Right. It’s ridiculous.
So, to say Obama is progress is saying that he’s the first black person that is qualified to be president. That’s not black progress. That’s white progress. There’s been black people qualified to be president for hundreds of years. If you saw Tina Turner and Ike having a lovely breakfast over there, would you say their relationship’s improved? Some people would. But a smart person would go, “Oh, he stopped punching her in the face.” It’s not up to her. Ike and Tina Turner’s relationship has nothing to do with Tina Turner. Nothing. It just doesn’t. The question is, you know, my kids are smart, educated, beautiful, polite children. There have been smart, educated, beautiful, polite black children for hundreds of years. The advantage that my children have is that my children are encountering the nicest white people that America has ever produced. Let’s hope America keeps producing nicer white people.
It’s about white people adjusting to a new reality?
Owning their actions. Not even their actions. The actions of your dad. Yeah, it’s unfair that you can get judged by something you didn’t do, but it’s also unfair that you can inherit money that you didn’t work for.
Would you seek out someone to interview who might not normally be sought out?
I would get you to interview somebody, and I would put something in your ear, and I’d ask the questions through you.
You’d have a white guy.
And I would ask them questions that you would never come up with, and we’d have the most amazing interviews ever.
And we’d be asking white people and black people?
Just white people. We know how black people feel about Ferguson — outraged, upset, cheated by the system, all these things.
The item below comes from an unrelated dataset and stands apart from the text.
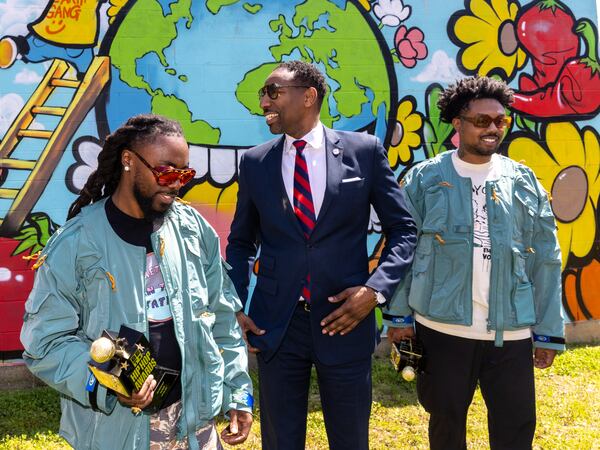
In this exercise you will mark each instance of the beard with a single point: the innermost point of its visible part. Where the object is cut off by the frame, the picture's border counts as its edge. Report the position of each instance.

So you think people can be lulled into saying the outrageous shit they really feel?
Michael Moore has no problem getting it. Because he looks like them. But the problem is the press accepts racism. It has never dug into it.
When Obama was running for president, a certain kind of white person would routinely tell reporters, “He’s just not one of us.” Few reporters want to push that person to the wall and say, “What do you mean he’s not like you, unless you’re talking about the fact that he’s African-American?” Where else besides Ferguson would you hypothetically want to interview white people?
I’d love to do some liberal places, because you can be in the most liberal places and there’s no black people.
I assume one such place is Hollywood.
I don’t think I’ve had any meetings with black film execs. Maybe one. It is what it is. As I told Bill Murray, Lost in Translation is a black movie: That’s what it feels like to be black and rich. Not in the sense that people are being mean to you. Bill Murray’s in Tokyo, and it’s just weird. He seems kind of isolated. He’s always around Japanese people. Look at me right now.
We’re sitting on the 35th floor of the Mandarin Oriental Hotel overlooking Central Park.
And there’s only really one black person here who’s not working. Bill Murray in Lost in Translation is what Bryant Gumbel experiences every day. Or Al Roker. Rich black guys. It’s a little off.
But the thing is, we treat racism in this country like it’s a style that America went through. Like flared legs and lava lamps. Oh, that crazy thing we did. We were hanging black people. We treat it like a fad instead of a disease that eradicates millions of people. You’ve got to get it at a lab, and study it, and see its origins, and see what it’s immune to and what breaks it down.
Recently there’s been a spate of movies that have tried to look at the origins of the disease: 12 Years a Slave, The Butler, Lincoln.
42.
But do they make any difference, or do people just say, “Oh, that’s history, and slavery was bad,” and they don’t cause people to reflect?
I think it causes some people to reflect. I mean, again, it’s the kids. It’ll help a little bit. Of the ones you just mentioned, the only one I really liked is 12 Years a Slave, because it just didn’t feel the need to make people feel comfortable.